In a modern world with so many new gadgets (some very useful and others I agree are essential now) how do we protect our children in the classrooms? It's simply not good enough to state that just because children are already exposed to a layering effect from the electromagnetic smog wherever they go now that we should not worry about it the schools. Due to the directness, proximity and continual exposure (even though it is low) that the children subjected to throughout the day is the harmful effect. At home you can turn the Wi-Fi off when not in use but at school they are exposed all day whether they are using it or not and that it what concerns me the most.

kalo12 - I hope there will be a safe solution for all our kids... thank you for raising the issue x

Ragusa Wed 12-Jun-13 21:18:21

Not worried, no, because there seems to be no giod evidence it's harmful anf like other posters have said, wifi is everywhere.

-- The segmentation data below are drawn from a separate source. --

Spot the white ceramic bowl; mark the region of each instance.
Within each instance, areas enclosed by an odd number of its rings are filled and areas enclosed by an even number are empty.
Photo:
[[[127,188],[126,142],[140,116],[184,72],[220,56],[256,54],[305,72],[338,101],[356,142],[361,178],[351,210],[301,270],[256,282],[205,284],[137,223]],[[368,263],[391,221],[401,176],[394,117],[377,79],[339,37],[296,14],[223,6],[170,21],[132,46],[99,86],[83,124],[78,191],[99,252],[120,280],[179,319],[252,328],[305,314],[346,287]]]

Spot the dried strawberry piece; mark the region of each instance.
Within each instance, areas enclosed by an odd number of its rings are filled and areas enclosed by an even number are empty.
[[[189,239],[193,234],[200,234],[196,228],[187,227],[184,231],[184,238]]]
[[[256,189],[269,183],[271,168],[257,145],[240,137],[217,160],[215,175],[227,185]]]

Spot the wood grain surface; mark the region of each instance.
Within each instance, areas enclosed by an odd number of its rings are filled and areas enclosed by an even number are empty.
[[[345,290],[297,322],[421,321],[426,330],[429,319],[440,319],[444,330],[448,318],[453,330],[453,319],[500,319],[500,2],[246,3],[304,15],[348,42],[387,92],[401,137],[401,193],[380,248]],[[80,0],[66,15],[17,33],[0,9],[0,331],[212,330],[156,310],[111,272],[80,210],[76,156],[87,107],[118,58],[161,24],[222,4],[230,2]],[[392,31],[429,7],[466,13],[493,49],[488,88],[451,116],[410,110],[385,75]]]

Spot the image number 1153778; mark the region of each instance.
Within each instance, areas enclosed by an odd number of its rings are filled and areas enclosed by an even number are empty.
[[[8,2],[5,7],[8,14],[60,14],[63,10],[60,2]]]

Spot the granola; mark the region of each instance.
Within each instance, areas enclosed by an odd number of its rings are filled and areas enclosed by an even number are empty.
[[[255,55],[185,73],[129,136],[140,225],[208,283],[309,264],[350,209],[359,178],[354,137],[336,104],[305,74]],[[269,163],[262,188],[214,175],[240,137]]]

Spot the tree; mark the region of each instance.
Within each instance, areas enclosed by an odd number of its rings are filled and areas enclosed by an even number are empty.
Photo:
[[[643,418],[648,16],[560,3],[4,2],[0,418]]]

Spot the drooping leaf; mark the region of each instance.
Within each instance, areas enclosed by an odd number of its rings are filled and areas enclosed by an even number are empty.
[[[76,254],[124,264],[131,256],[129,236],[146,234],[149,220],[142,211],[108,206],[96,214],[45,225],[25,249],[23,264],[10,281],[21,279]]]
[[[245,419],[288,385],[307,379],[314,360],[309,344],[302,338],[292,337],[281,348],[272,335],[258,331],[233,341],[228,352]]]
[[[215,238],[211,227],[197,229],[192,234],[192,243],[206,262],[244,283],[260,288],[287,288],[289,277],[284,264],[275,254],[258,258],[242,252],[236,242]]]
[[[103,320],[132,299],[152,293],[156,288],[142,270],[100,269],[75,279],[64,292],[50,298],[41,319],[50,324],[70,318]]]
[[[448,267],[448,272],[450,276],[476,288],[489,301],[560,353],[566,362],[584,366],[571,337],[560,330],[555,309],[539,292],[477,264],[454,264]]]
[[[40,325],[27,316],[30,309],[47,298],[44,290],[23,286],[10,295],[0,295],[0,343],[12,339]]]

I also don't rate that site (wiredchild). It looks amateur and the websites it links to are equally rubbish.... some nonsense about curing cancer with vegetables hmm

allison1234 Mon 17-Jun-13 13:16:28

Kalo keep researching this subject. There are 1800 peer reviewed studies to suggest there are biological effects from wifi. Its exactly because 'its everywhere' that we need to keep it out of schools. Our children are there approx 35 hours a week and are therefore subjected to pulsed radiation for the whole of that period. It is the NON-THERMAL effects which are harmful, and these are NOT covered by any safety guidelines in the UK. Indeed the UKs Chief Medical Officer said our safety guidelines were outdated about 10 years ago and think how much more widespread wifi is now! Until the mobile companies can offer conclusive proof that it is 100% safe, why would any parent think it ok to take the risk instead of a wired system?

specialsubject Mon 17-Jun-13 16:27:09

nothing in life is 100% safe and we are all going to die. Asking for 100% proof of anything except the effects of gravity shows a level of scientific ignorance that is quite embarrassing.

If you believe all this, you'd better get off the internet, stop using a mobile or cordless phone, cut off the electricity to your house (generates e-fields - aren't you worried?), and go live in a cave to stay away from sunlight. You will of course need vitamin D supplements.

alternatively you could learn the basic science which shows that this is all bollocks. Studies done by real scientists, not the purveyors of woo, have never shown any problems.

allison1234 Mon 17-Jun-13 19:02:14

I am astounded at the aggressive nature of your comments!! Do you work for a mobile phone company??? Anyway - I won't bother to justify myself to you - but Kalo, please look at this and do what is best for you and your children. Don't take my word for it... look at real scientists and real studies... there are plenty out there. Anyway - thats my last word on it - didn't realise mums on here got so insulting!